Non c'è dubbio, la pellicola sta morendo, è una tecnica che ha più di 100 anni, ma quel che dispiace è che con essa muore molta dell'esperienza centenaria a cui era legata. Non voglio dire male del digitale, non è affatto questo, è che è semplicemente un'altra cosa, che genera di per sè altri modi di fare cinema. Quello di cui non mi capacito infatti è che questo patrimonio immenso di maestranze verrà perso. Per me, comunque, potrebbe essere l'ultima volta che giro un film in pellicola.

Ma facevi veramente questi diari filmati in Super 8 da piccolo come si vede nel film?

Si. Ne ho tanti, che non vedevo da anni e anni. Ne ho rivisto qualcuno mentre preparavo questo film.
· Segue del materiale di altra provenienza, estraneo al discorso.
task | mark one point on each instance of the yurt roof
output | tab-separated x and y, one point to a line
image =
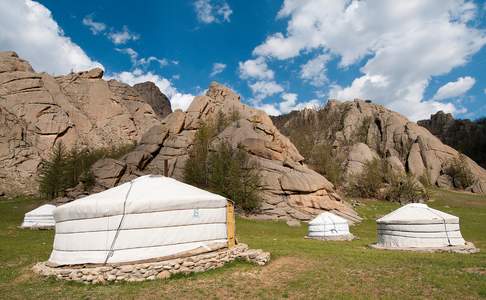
416	213
148	193
327	218
44	210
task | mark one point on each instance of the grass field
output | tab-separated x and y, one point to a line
299	268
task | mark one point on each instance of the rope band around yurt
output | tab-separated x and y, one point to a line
111	251
445	225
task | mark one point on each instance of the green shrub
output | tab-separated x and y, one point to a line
233	175
405	189
196	169
52	181
459	170
370	180
66	169
226	171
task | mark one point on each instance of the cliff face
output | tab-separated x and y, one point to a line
154	97
79	109
365	130
290	189
466	136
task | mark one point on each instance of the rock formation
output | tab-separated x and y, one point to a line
466	136
38	110
154	97
365	130
290	189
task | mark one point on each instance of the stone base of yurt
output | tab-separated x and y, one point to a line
347	237
153	270
466	249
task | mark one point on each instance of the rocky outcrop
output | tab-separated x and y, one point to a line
154	97
466	136
359	155
79	109
290	189
351	126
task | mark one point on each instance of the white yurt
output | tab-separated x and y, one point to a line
147	218
328	226
40	218
417	226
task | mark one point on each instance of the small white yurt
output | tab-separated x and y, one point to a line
40	218
328	226
150	217
418	226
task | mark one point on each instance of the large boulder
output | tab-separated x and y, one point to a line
462	134
154	97
358	156
290	189
363	130
81	109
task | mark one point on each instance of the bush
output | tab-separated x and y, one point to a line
405	189
459	170
66	169
227	171
233	175
370	180
195	169
52	182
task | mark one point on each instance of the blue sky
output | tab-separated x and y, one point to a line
415	57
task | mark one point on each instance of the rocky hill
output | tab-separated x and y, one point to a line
360	130
467	136
78	109
290	189
154	97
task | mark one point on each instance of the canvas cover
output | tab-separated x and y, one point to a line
149	217
418	226
41	217
328	224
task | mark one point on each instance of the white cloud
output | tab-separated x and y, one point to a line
95	27
178	100
208	11
405	44
269	109
217	68
144	61
28	28
288	104
123	36
255	68
454	88
264	89
314	71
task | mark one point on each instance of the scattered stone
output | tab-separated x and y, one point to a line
154	270
293	223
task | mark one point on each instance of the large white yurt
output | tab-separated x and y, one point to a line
418	226
328	226
40	218
150	217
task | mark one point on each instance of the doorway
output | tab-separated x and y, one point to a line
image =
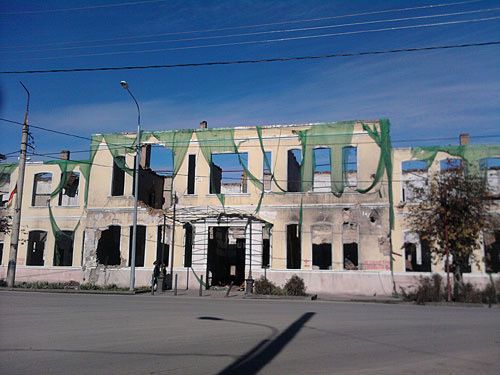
225	259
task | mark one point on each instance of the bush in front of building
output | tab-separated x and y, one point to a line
295	286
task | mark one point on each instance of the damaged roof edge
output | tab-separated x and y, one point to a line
247	127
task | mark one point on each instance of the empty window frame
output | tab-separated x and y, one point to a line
350	239
417	253
450	164
2	242
42	188
491	168
322	170
68	196
293	247
140	245
414	178
492	251
36	248
322	237
108	247
227	175
118	177
294	163
266	247
350	166
63	249
267	173
191	174
162	247
188	245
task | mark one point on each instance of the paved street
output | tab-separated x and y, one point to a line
143	334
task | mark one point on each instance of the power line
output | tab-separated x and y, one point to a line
257	41
380	52
256	33
83	8
118	145
251	26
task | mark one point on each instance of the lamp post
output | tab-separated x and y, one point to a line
136	188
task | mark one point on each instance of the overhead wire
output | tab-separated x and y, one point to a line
257	41
83	8
256	33
256	25
281	59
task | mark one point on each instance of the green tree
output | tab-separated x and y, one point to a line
457	200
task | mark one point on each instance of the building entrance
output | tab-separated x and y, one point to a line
226	256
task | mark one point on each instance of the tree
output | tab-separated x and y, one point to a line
455	201
4	222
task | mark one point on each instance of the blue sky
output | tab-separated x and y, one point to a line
432	94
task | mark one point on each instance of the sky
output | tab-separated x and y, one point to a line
430	96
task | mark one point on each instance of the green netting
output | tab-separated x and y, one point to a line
178	142
67	167
218	141
333	135
119	145
6	170
472	155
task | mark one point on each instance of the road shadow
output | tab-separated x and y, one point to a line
265	351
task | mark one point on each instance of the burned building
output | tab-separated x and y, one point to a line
324	201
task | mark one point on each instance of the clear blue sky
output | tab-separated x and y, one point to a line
430	94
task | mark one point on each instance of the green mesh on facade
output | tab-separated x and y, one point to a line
67	167
221	140
6	170
178	142
333	135
472	155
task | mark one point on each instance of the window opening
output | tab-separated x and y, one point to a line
2	241
108	247
322	170
42	188
350	159
294	166
162	248
266	247
68	196
293	247
188	245
492	251
267	173
140	245
350	246
191	174
450	164
491	167
228	175
322	247
417	253
36	248
414	178
156	176
118	179
63	249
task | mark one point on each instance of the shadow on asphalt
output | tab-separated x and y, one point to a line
261	354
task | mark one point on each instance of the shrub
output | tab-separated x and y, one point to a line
295	286
264	286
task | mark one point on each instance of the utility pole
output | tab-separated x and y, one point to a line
172	240
446	244
16	222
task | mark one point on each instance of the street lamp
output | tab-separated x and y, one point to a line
136	188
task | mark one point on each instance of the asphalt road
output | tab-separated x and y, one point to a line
45	333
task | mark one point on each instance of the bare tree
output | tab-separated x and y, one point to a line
455	203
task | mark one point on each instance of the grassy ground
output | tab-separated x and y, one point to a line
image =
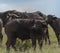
53	48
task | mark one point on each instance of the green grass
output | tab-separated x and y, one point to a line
53	48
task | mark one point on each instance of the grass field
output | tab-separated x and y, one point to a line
53	48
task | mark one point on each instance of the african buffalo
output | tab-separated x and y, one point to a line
13	14
25	29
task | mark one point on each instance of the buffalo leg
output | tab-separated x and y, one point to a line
34	43
1	37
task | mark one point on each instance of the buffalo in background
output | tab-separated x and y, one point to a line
25	29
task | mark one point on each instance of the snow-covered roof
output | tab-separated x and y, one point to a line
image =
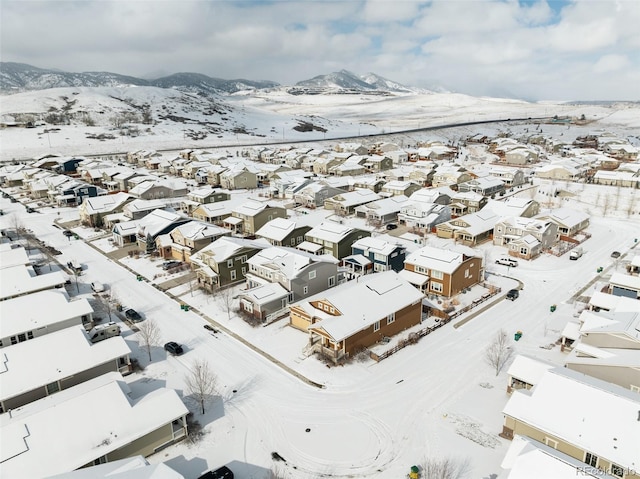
379	295
29	365
591	414
436	259
24	313
27	446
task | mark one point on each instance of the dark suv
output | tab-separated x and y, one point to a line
133	315
221	473
173	348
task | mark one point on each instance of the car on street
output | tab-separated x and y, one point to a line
513	294
132	315
173	348
170	264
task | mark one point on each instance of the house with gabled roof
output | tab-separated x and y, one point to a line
93	210
145	424
383	211
443	272
346	203
591	420
23	318
512	232
223	262
252	215
469	229
340	327
283	232
570	222
191	237
332	238
297	273
55	362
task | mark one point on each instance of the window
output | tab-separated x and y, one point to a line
616	470
53	387
591	459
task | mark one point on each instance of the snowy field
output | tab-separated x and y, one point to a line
436	399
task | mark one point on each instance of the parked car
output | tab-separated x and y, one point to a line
576	253
132	315
221	473
507	262
170	264
173	348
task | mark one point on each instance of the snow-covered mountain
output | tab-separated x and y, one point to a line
18	77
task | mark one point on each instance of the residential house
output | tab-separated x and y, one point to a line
382	211
283	232
239	177
144	425
298	275
400	188
372	255
512	232
471	229
191	237
443	272
23	318
570	222
583	417
252	215
55	362
93	210
223	262
315	194
340	327
332	238
214	213
345	203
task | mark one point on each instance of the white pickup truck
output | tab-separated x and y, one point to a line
576	253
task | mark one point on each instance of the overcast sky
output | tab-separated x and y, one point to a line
536	50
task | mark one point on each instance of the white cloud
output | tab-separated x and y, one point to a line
538	50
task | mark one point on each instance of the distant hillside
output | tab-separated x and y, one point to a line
20	77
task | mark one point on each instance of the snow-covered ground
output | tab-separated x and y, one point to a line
432	400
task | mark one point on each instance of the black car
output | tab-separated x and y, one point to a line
173	348
132	315
221	473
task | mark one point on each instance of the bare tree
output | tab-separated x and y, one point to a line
226	300
447	468
499	351
201	382
149	334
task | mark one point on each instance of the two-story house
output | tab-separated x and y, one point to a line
442	272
Diciamo che anche loro hanno ripreso vita attraverso questo film.

Come avete approcciato i vostri personaggi? Anche sapendo dello stretto legame che avevano col regista?
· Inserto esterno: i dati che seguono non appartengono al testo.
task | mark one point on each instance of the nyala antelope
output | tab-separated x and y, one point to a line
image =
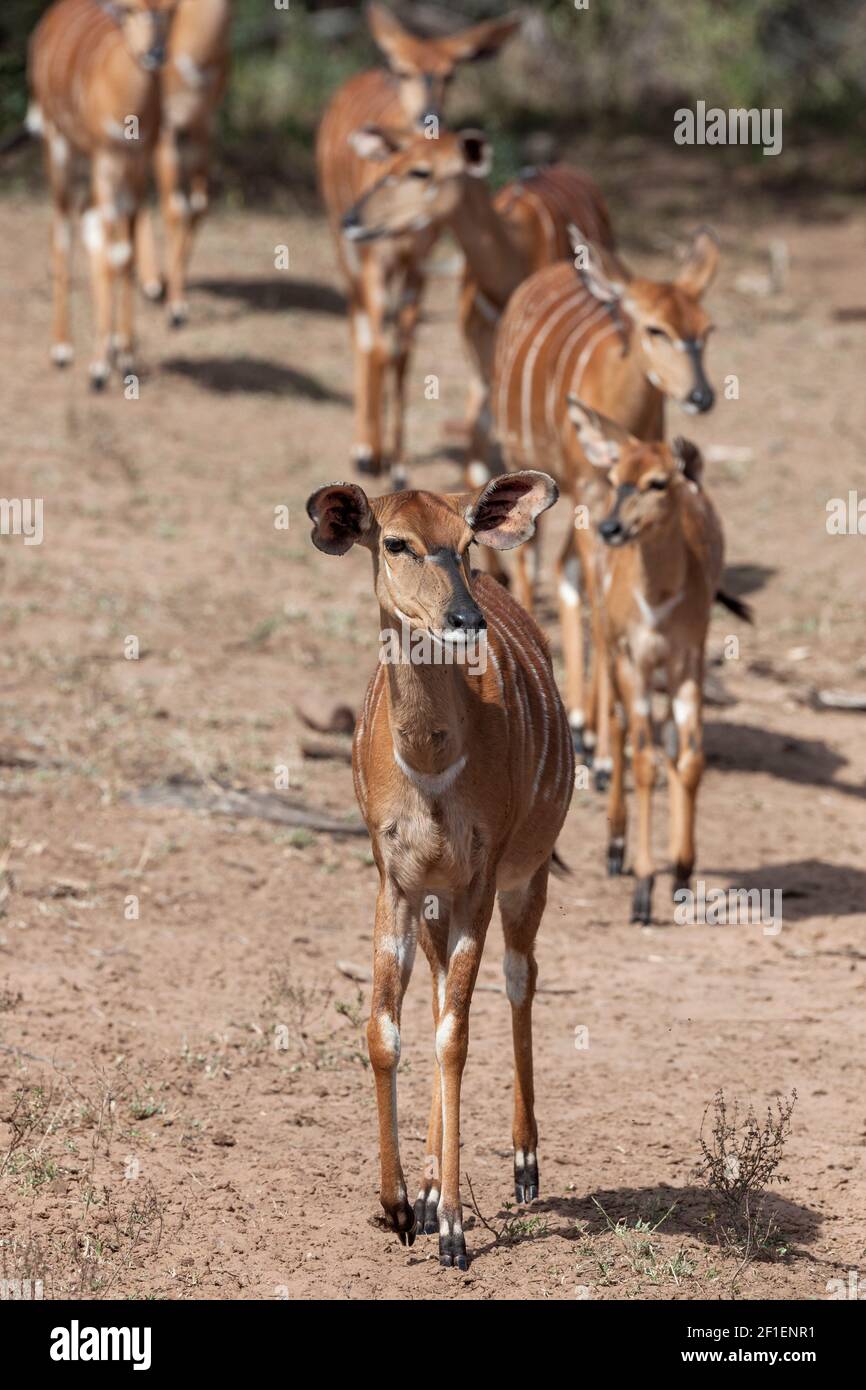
192	85
385	281
93	75
662	565
463	774
503	236
624	345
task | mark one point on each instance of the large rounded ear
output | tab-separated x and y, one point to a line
341	517
477	153
601	274
483	41
601	438
688	459
503	512
387	31
377	142
701	264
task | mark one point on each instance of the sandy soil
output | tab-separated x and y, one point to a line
186	1104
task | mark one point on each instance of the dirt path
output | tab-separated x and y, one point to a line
207	1125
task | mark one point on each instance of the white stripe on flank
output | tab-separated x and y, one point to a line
587	353
588	317
544	217
528	367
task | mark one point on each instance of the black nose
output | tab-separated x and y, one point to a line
702	398
466	619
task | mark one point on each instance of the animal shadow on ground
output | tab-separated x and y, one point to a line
690	1215
747	748
228	375
808	888
274	296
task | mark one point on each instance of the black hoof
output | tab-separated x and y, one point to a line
583	751
641	904
452	1251
526	1179
427	1219
616	858
367	464
601	777
403	1222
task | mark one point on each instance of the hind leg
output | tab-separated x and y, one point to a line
521	911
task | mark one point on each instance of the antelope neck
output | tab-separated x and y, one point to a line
491	253
660	569
428	716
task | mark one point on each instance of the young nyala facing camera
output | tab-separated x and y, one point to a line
660	576
463	776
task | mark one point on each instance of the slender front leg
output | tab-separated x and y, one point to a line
109	227
572	628
370	360
470	918
622	691
59	163
405	330
687	773
521	911
181	167
434	943
644	766
394	954
146	259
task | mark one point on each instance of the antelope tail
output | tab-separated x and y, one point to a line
737	606
559	866
15	139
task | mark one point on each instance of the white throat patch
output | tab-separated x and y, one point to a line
433	784
654	616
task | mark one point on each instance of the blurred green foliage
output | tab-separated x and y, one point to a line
619	66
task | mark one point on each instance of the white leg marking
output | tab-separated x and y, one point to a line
516	976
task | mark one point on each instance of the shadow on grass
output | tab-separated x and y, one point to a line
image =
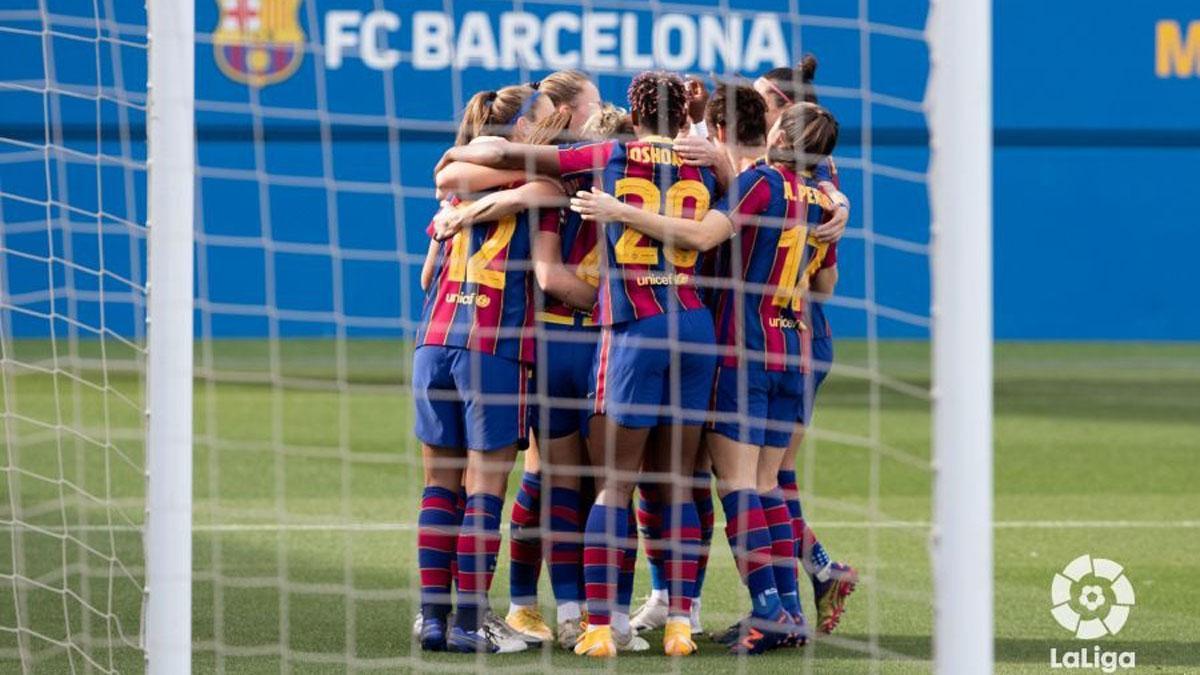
1020	650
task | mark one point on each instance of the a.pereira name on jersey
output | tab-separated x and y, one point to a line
593	41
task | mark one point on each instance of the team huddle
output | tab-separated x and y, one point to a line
652	279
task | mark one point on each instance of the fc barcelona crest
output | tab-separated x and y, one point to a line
258	42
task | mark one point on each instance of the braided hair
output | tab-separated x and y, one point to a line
658	101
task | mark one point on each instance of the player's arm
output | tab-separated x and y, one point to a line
431	260
825	281
505	155
829	183
495	205
552	275
465	178
687	233
700	151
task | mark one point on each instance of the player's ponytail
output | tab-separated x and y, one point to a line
790	85
808	135
495	113
739	111
609	121
474	119
562	88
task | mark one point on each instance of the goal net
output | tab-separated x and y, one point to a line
317	129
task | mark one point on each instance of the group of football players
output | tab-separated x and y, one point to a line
652	279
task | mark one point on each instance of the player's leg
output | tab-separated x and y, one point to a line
832	581
653	613
561	425
702	494
479	544
562	470
438	424
779	525
493	393
623	634
735	442
784	406
627	381
619	452
526	551
690	387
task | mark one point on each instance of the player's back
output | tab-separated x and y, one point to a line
481	297
643	276
774	209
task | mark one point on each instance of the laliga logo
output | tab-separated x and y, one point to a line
1096	587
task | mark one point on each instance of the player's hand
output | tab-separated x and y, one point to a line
832	231
447	157
597	205
448	222
697	99
697	151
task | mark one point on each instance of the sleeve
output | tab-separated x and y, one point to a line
583	156
753	193
831	258
827	171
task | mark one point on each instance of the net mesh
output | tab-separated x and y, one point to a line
313	191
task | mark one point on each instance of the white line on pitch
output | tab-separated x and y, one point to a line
819	525
831	525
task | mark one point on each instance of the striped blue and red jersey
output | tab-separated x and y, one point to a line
641	276
581	254
819	256
772	209
481	297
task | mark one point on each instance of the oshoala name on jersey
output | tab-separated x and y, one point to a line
654	155
678	279
477	299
Ramazzotti: bah sinceramente il mio personaggio era prontissimo in sceneggiatura. Era talmente dettagliato che io potevo solo rovinarlo intervenendo troppo. Serena è una donna complessa, contraddittoria, con un fascino profondo che le deriva anche da evidenti ferite interne non risolte. E poi c'è il suo modo molto infantile di vivere l'amore, fatto di piccoli ricatti e ripicche. Insomma una persona vera e complessa. Mi ha aiutato molto vedere un paio di volte la vera madre di Daniele, che è venuta sul set. Ho visto una forza nei suoi occhi che ho cercato di mantenere. Daniele poi mi diceva sempre "Serena è una e mille persone, dì la battuta come ti viene". Insomma una ricerca d'attrice che mi è servita tantissimo.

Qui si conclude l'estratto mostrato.